PDA CONSEILS et le CREDIT INDUSTRIEL ET COMMERCIAL (ci-après LA BANQUE) ont signé le 5 avril 2017 un contrat de compte courant professionnel (numéro [XXXXXXXXXX03]).
Le 14 mai 2020, LA BANQUE et PDA CONSEILS ont conclu un contrat de Prêt Garanti par l’Etat (ci-après Prêt PGE) (numéro [XXXXXXXXXX01]) pour un montant de 25.000 €, une durée initiale de 12 mois, un taux d’intérêt de 0 % l’an hors assurance et remboursable en une échéance.
Le 9 mars 2021, LA BANQUE et PDA CONSEILS ont conclu ensuite un avenant au Prêt PGE aux nouvelles conditions suivantes :
* Une durée totale de remboursement de 72 mois ;
* Une période de différé d’amortissement (franchise de remboursement en capital) additionnelle jusqu’au 20 juin 2022 ;
* Une période de rééchelonnement de l’amortissement de 48 mois à compter du 20 juin 2022 ;
* Un taux d’intérêt fixe de 0,70% l’an hors assurance ;
* Un montant d’échéance de 32,56 euros pendant la période de différé ;
* Un montant d’échéance de 546,29 euros après la période de différé.
Depuis l’échéance de juillet 2024, PDA CONSEILS ne règle plus les échéances du Prêt PGE.
Par courrier simple du 10 septembre 2024, LA BANQUE a demandé à PDA CONSEILS de régulariser le solde débiteur du compte courant pour la somme de 244,56 euros et les deux échéances en retard au titre du Prêt PGE pour la somme de 1.025,62 euros, au plus tard le 18 septembre 2024 sous peine de prononcer la résiliation dudit Prêt et son exigibilité.
Par courrier LRAR du 27 septembre 2024, réceptionné le 3 octobre 2024, LA BANQUE a mis en demeure PDA CONSEILS de lui régler les échéances impayées du Prêt PGE pour la somme de 1.574,11 euros correspondant aux échéances de juillet 2024 à septembre 2024, majorées des intérêts contractuels, et l’informait qu’à défaut de paiement sous quinzaine, l’exigibilité de prêt serait encourue.

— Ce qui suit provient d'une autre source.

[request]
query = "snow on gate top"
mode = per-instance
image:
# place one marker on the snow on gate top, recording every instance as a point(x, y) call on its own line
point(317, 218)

Par courrier LRAR du 23 octobre 2024, réceptionné le 27 novembre 2024, LA BANQUE a mis en demeure PDA CONSEILS de lui régler les échéances impayées du Prêt PGE pour la somme de 2.125,58 euros correspondant aux échéances de juillet 2024 à octobre 2024, majorées des intérêts contractuels, et l’informait qu’à défaut de paiement sous dizaine, l’exigibilité de prêt serait encourue.
Par courrier LRAR du 25 novembre 2024, reçu le 27 novembre 2024, LA BANQUE a notifié à PDA CONSEILS la déchéance du terme du Prêt PGE et l’a mise en demeure de lui régler pour le 11 décembre 2024 la somme totale de 12.457,38 euros, incluant la somme devenue exigible de 12.139,53 euros au titre du Prêt PGE et le solde débiteur du compte courant de 317,85 euros.
Au 10 décembre 2024, le compte courant présentait un solde débiteur de 441,78 euros.
Ces mises en demeure sont restées vaines.
C’est ainsi que naît le présent litige.
LA PROCÉDURE
Le 29 janvier 2025, LA BANQUE a fait assigner PDA CONSEILS par acte introductif d’instance à domicile confirmé selon les dispositions de l’article 658 du code de procédure civile.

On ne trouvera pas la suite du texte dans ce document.